第1069話 37枚目:最終突入

 元々の予定では、連続ログイン制限である3時間の終わりが、11時半に来る予定だった。それが午後の緊急ログインからの探索と攻撃で、合計ログイン時間は残り2時間半ぐらいだ。

 そのぐらいで済んだ、というべきだろう。リアル半時間は内部時間で2時間だから、結構大きいけど。まぁそれぐらいはあの大きな穴の攻略につぎ込む必要があったのも確かだ。

 ログインしてイベントダンジョンに向かう。掲示板で見る限り、地上での戦いもかなり激しいものとなっているようだ。転移で直接イベントダンジョンの内部に移動しているから、自分の目で見た訳ではないが。


「ここで決めておきたいですね。これからの事を考えても」

「そうですね。準備や動員人数の都合もありますし、決着をつけるならここでしょう」

「……こっちはともかく、あっちは地形が変わらなきゃいいが」


 ぼそっとエルルが呟いた可能性にはそっと目をそらすしかないが、まぁ、うん。既に今までの戦いでだいぶ大変な事になってるし、荒野になってないだけマシって状態なんだから、まぁ、何とかなるんじゃないかな。たぶん。

 どうやら「第四候補」は扉の向こうに広がる空間の真ん中あたり、巨大樹型モンスターを引き留めて倒す組に混ざっているようだった。混ざっているというか、戦闘指揮を任されていた。まぁ適正ポジションか。


「いや~指揮官としちゃこんな楽な戦闘もない。粒ぞろいだし連携出来るしとっさの判断も大正解だし、雑な指示でもよく聞いてくれるし!」


 と、大変ご機嫌な「第四候補」だが、ちょっと眺めただけでもその指揮は大変手堅く分かりやすい。たぶんこれ、指揮に従っている方も楽な戦闘に入るだろう。相手は巨大なモンスターの集団なのだが、全く危なげがないというか余裕が見える。

 まぁ後ろがこれなら心置きなく攻略が出来るってもんだ。味方は頼もしいに越したことはないからね。という事で、そのままほとんど素通りで最奥へと移動する。

 ログインのタイミングを合わせてくれたベテラン召喚者プレイヤーの集団は、転移地点となっている中継拠点から一緒に行動している。
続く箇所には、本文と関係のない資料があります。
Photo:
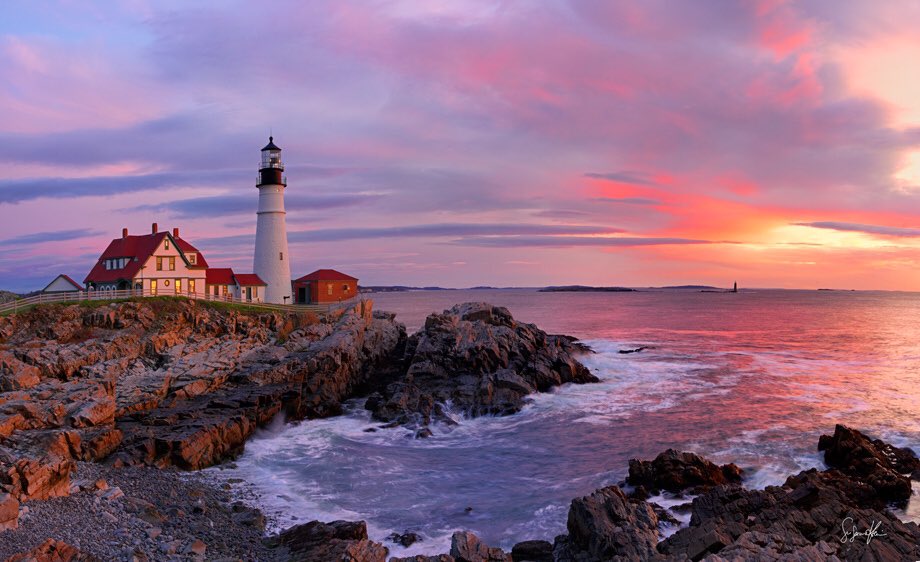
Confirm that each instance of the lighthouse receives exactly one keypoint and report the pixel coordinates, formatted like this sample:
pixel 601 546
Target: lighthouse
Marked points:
pixel 272 261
そのテンションは、大変と高い。


「ようやくの大一番ですからね。それなりに、あの突入から時間もかかりましたし」


 何だかんだ言いつつ結構時間かかったからな。私も正直しんどさが勝ちかけてたし。

 あともうちょっとだ。……たぶん、ここからが一番キツいんだろうけど。


「改めて、気合を入れていきましょう。ようやく、この光景の元凶を殴れるんですから。――――行きますよっ!!」


 声と共に、移動中は抑えめにしていた領域スキルの強度を一気に引き上げる。同時に手綱で、ルイシャンに突入の合図を出した。

 よっしゃぁああああ!! と、背後からも鬨の声が聞こえると同時、正面の道っぽいもの以外の場所に、高火力のアビリティが雨のように叩き込まれる。もちろんルイシャンも特大の雷を叩き込み、網のように張り巡らされていた有機物っぽい道のようなものの大半が消し飛んだ。

 曲がりくねりながら大穴の奥へと続く道っぽいものが1本になる。そこへ、エルルを先頭にして、召喚者プレイヤー達が雪崩れ込んでいった。


「(まぁ問題は、あの核っぽいものに接触した後、どうやって脱出するかなんだけど)」


 流石にここまで来て、飛行手段の1つも無いってベテラン召喚者プレイヤーは居ないだろう。緊急脱出手段の1つぐらいは持っている筈だ。ここまで前回と同じって事は、脱出が必要だっていうのは分かってるだろうし。

 ……流石に進化したエルルでも全員は乗せられないだろうから、ニーアさんに頼んでまっすぐ吹っ飛ばしてもらうのが手っ取り早くて確実かな。私と違って、着地までちゃんと面倒を見てくれるだろうし。